Vaccines protect our pets against diseases, many of which cause severe illness and even death. The risk of a vaccine causing serious side effects is extremely small, but individual pets may be more sensitive than others. Severe reactions can and do occur in a very small population of pets, but the benefits that vaccines provide are worth that risk in our dog and cat population as a whole.
Vaccines, however, are not without their controversies. Certainly there are people who decline vaccines for their pets and even their children, but these people are without a doubt putting their two- and four-legged family members at risk for debilitating or deadly disease. Other pet owners question whether or not we are over-vaccinating our pets, and I think it is an important and valid question.
The answer, it turns out, is that yes, many veterinarians believe that we (as a group) may be over-vaccinating our pets. But today, we are armed with scientific research that proves many of the vaccines we give have a duration of immunity much longer than we previously thought. That means that some vaccines we have been giving every year actually work much longer in our pets’ systems.
Think about what happens if you sustain a puncture-type wound. The classic example is stepping on a rusty nail, but a dog bite also qualifies. You go to the doctor or emergency room, and they ask you if you’ve had a tetanus shot in the past 5 years. If you have, great. If not, you get a booster to protect you. That’s right – 5 years! And think about those MMR vaccines your kid gets. YOU don’t get them anymore, because your body is equipped to deal with those infections because of your childhood vaccines.
So, when thinking about veterinary vaccines, it’s right to wonder why our pets get vaccinated every year. In fact, vaccine protocols are changing for both cats and dogs. Several core vaccines can and should be given every 3 years instead of yearly, including the feline and canine distemper virus vaccines and, in some cases, the rabies vaccine.

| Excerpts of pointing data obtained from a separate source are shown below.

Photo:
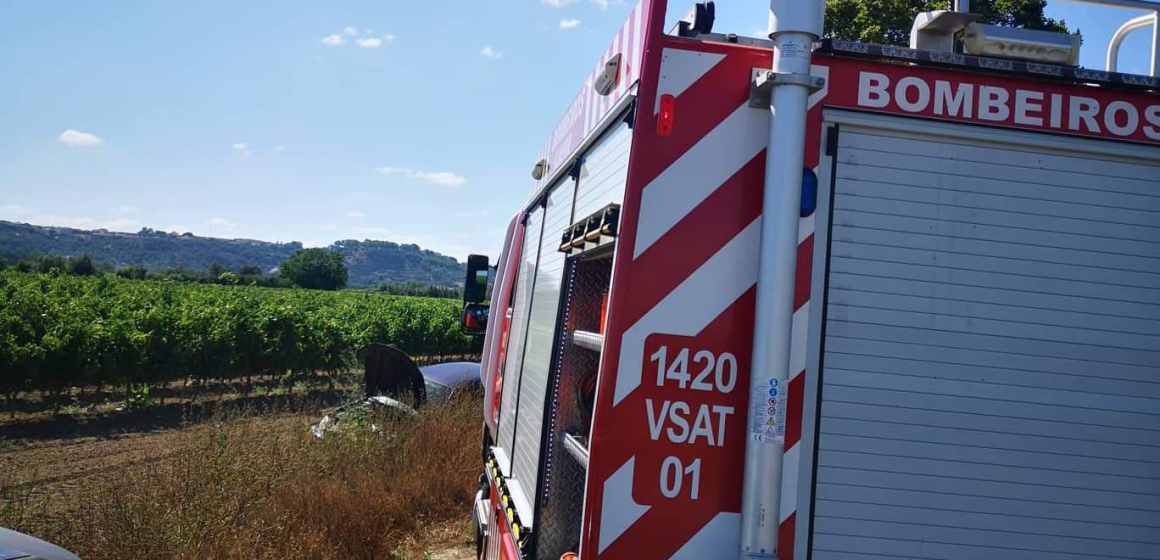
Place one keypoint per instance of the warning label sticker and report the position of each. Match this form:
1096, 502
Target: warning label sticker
767, 415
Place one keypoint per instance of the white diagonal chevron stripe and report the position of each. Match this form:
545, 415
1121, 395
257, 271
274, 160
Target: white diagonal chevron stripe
720, 533
689, 307
681, 68
618, 510
698, 173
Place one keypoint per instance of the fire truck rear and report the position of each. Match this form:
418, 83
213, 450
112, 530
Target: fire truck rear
818, 299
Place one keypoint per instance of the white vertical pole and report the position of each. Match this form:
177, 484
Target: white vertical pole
1155, 44
794, 27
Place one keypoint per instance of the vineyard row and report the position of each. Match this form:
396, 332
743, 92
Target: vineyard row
59, 332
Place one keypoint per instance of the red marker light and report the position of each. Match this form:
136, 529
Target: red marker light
665, 118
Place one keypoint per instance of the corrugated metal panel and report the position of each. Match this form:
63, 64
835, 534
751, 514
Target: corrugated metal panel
991, 384
537, 360
604, 173
519, 332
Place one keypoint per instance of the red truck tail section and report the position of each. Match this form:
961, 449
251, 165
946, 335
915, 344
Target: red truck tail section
499, 322
671, 421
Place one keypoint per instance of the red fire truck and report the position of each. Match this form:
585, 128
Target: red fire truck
819, 299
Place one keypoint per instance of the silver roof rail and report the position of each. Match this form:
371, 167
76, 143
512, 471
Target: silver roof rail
1140, 22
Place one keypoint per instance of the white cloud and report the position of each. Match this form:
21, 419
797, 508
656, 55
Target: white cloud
560, 4
79, 139
446, 179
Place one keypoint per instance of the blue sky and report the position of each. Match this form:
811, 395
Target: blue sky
412, 122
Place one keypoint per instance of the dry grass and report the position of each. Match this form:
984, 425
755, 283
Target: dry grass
249, 489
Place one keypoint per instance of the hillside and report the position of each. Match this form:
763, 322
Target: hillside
369, 262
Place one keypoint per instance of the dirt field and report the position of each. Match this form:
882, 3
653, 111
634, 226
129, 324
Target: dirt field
56, 460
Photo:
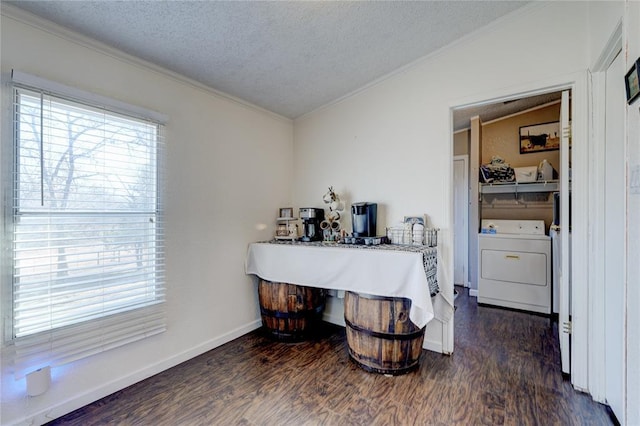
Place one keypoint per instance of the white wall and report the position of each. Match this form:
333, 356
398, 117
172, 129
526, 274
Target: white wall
229, 170
392, 142
632, 37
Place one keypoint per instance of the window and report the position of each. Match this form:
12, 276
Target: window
88, 262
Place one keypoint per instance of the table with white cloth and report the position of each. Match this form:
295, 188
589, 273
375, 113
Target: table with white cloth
387, 270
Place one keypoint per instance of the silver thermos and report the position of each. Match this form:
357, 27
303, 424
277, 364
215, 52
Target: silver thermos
363, 219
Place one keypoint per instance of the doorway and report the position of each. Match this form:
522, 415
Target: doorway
493, 131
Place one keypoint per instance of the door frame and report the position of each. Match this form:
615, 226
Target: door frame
465, 227
578, 83
597, 279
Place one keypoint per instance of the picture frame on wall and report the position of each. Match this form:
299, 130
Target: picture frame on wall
540, 137
632, 82
286, 212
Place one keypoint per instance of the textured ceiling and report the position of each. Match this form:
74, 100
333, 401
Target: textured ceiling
287, 57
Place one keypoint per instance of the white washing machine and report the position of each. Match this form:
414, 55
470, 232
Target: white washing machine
514, 262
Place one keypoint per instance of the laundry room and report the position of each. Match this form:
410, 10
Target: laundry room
500, 152
513, 152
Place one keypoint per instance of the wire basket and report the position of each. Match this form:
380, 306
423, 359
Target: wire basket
404, 235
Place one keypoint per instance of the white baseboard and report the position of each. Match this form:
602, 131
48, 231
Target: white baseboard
432, 345
91, 395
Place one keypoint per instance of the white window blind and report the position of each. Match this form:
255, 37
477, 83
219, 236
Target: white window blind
88, 251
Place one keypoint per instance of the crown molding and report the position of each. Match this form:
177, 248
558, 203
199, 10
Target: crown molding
34, 21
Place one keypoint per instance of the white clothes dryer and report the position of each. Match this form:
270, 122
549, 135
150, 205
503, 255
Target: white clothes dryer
514, 262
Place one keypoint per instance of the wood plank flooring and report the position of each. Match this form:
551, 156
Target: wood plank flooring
505, 370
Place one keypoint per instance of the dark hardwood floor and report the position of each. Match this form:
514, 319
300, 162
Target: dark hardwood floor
505, 370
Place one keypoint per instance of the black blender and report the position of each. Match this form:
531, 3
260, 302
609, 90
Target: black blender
311, 218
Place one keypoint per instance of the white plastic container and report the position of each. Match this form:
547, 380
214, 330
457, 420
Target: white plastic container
545, 171
526, 174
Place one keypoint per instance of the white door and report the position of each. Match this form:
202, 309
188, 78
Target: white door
461, 220
565, 283
614, 235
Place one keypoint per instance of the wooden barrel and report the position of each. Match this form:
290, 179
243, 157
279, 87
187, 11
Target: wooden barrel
290, 312
380, 336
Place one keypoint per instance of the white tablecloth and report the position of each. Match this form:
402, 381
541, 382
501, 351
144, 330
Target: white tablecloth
391, 273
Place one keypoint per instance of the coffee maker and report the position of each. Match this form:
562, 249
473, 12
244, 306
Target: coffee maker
363, 219
311, 218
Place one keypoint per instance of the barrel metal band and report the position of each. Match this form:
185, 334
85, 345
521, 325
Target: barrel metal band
292, 315
387, 336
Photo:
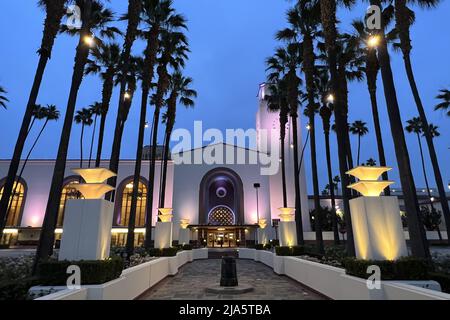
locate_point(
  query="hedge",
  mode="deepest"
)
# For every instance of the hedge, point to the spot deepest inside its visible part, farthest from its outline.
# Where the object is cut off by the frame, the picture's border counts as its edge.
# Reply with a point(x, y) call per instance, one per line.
point(407, 268)
point(443, 279)
point(16, 289)
point(53, 272)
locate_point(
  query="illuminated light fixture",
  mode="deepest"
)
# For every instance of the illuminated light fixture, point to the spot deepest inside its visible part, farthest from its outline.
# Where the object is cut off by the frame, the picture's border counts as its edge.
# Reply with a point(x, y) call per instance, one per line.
point(373, 41)
point(368, 173)
point(330, 98)
point(89, 40)
point(10, 231)
point(184, 223)
point(368, 184)
point(287, 214)
point(95, 175)
point(125, 230)
point(165, 214)
point(262, 223)
point(94, 188)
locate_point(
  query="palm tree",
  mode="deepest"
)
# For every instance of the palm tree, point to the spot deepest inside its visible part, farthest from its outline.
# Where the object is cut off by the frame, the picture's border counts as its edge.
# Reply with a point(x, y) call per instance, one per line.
point(180, 92)
point(55, 10)
point(329, 22)
point(277, 102)
point(49, 113)
point(444, 105)
point(95, 18)
point(419, 244)
point(3, 98)
point(360, 129)
point(371, 69)
point(83, 117)
point(158, 16)
point(404, 18)
point(174, 48)
point(415, 126)
point(106, 62)
point(96, 110)
point(133, 16)
point(303, 20)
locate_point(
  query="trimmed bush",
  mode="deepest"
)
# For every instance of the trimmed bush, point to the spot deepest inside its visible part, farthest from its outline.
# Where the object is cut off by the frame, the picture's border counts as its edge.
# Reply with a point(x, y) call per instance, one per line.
point(407, 268)
point(259, 246)
point(53, 272)
point(443, 279)
point(165, 252)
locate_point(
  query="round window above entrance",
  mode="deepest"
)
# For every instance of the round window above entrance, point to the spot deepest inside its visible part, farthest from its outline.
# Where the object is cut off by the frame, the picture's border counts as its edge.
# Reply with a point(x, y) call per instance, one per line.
point(221, 216)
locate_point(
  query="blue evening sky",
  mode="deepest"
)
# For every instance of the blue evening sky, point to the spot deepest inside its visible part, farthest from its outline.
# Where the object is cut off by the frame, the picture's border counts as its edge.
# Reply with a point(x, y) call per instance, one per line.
point(230, 40)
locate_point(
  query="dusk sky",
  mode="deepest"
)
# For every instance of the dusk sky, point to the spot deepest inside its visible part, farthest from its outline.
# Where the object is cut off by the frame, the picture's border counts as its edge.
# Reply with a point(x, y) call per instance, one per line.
point(230, 40)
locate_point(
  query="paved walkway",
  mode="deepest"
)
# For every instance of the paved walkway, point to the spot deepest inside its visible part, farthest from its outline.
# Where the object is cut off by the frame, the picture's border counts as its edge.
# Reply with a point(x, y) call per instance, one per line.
point(193, 278)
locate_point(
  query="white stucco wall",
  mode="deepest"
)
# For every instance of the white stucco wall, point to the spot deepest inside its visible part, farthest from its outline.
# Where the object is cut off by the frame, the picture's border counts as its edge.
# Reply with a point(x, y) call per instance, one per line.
point(38, 176)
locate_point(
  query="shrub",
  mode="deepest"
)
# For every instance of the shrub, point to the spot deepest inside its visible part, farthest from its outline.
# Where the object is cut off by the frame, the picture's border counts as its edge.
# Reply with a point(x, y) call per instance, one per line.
point(53, 272)
point(165, 252)
point(290, 251)
point(407, 268)
point(169, 252)
point(16, 289)
point(259, 246)
point(443, 279)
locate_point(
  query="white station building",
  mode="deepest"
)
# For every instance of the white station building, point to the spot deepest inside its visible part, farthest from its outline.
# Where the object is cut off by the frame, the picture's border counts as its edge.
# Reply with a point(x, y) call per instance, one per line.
point(219, 199)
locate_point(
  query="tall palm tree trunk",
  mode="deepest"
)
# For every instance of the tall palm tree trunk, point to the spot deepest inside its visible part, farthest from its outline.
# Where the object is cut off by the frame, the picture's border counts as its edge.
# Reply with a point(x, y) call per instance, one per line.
point(298, 204)
point(101, 134)
point(430, 143)
point(283, 172)
point(134, 10)
point(81, 146)
point(317, 207)
point(419, 244)
point(46, 240)
point(151, 180)
point(379, 137)
point(51, 28)
point(137, 172)
point(164, 168)
point(328, 17)
point(331, 184)
point(26, 161)
point(92, 140)
point(427, 185)
point(108, 85)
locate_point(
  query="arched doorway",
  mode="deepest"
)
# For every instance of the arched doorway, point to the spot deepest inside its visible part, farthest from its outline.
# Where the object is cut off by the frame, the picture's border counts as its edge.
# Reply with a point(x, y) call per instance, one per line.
point(221, 193)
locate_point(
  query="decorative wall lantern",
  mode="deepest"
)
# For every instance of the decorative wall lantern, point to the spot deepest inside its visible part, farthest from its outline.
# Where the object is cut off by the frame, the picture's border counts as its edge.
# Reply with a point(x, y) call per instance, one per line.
point(376, 223)
point(165, 214)
point(184, 223)
point(368, 184)
point(94, 188)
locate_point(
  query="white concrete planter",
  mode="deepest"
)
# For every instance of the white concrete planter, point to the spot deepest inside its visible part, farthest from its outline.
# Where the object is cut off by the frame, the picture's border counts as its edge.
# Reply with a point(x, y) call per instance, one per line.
point(245, 253)
point(133, 281)
point(335, 284)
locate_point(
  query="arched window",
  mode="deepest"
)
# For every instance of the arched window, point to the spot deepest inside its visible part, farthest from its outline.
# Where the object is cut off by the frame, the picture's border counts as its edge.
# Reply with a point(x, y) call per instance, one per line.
point(68, 192)
point(125, 193)
point(16, 203)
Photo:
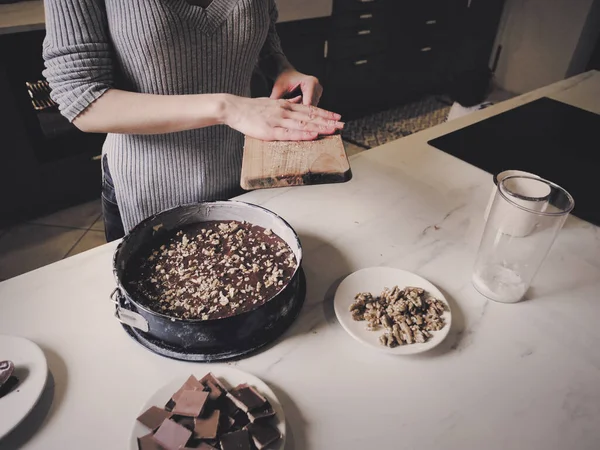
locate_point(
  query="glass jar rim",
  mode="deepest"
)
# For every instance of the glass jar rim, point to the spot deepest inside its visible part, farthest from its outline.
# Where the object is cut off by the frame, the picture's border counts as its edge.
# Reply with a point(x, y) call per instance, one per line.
point(503, 189)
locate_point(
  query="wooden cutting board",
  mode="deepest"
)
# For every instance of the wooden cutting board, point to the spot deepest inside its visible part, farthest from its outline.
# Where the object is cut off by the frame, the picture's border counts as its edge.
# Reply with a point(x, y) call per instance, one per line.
point(282, 164)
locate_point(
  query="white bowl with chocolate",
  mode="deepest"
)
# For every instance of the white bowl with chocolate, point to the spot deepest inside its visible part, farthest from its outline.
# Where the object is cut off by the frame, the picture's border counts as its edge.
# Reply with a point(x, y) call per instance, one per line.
point(210, 277)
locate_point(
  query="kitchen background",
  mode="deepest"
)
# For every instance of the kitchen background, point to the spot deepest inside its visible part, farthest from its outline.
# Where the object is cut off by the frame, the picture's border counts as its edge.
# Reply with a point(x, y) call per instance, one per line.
point(385, 66)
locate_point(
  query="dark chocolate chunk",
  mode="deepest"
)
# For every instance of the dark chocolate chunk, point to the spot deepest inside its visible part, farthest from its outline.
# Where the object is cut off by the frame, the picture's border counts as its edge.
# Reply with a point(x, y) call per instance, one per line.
point(207, 428)
point(213, 443)
point(240, 419)
point(153, 417)
point(225, 423)
point(191, 384)
point(246, 398)
point(171, 435)
point(148, 443)
point(226, 405)
point(238, 440)
point(170, 405)
point(264, 412)
point(213, 385)
point(9, 386)
point(6, 370)
point(186, 421)
point(200, 446)
point(263, 434)
point(190, 403)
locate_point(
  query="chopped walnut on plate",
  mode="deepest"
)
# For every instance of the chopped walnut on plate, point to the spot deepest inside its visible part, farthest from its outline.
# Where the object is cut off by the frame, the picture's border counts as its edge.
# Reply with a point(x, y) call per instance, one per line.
point(407, 315)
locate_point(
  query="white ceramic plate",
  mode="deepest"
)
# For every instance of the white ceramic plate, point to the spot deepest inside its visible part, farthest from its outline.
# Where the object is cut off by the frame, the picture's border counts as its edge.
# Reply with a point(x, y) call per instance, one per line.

Another way that vaccine protocols are changing is by tailoring which vaccine a pet gets based on their stage of life or the lifestyle he or she leads. A hunting dog who runs through lakes and tall grass may be exposed to Lyme disease and leptospirosis, while a Chihuahua who lives in a high rise and travels in his mom’s purse is unlikely to have the same risk. The Chihuahua probably doesn’t need protection against Lyme disease or leptospirosis because he isn’t exposed.
There are still a few vaccines with a duration of immunity that requires annual dosing, but if your pet is still getting every vaccine every year, it’s time to have a discussion with your veterinarian about whether that vaccine protocol is right for you.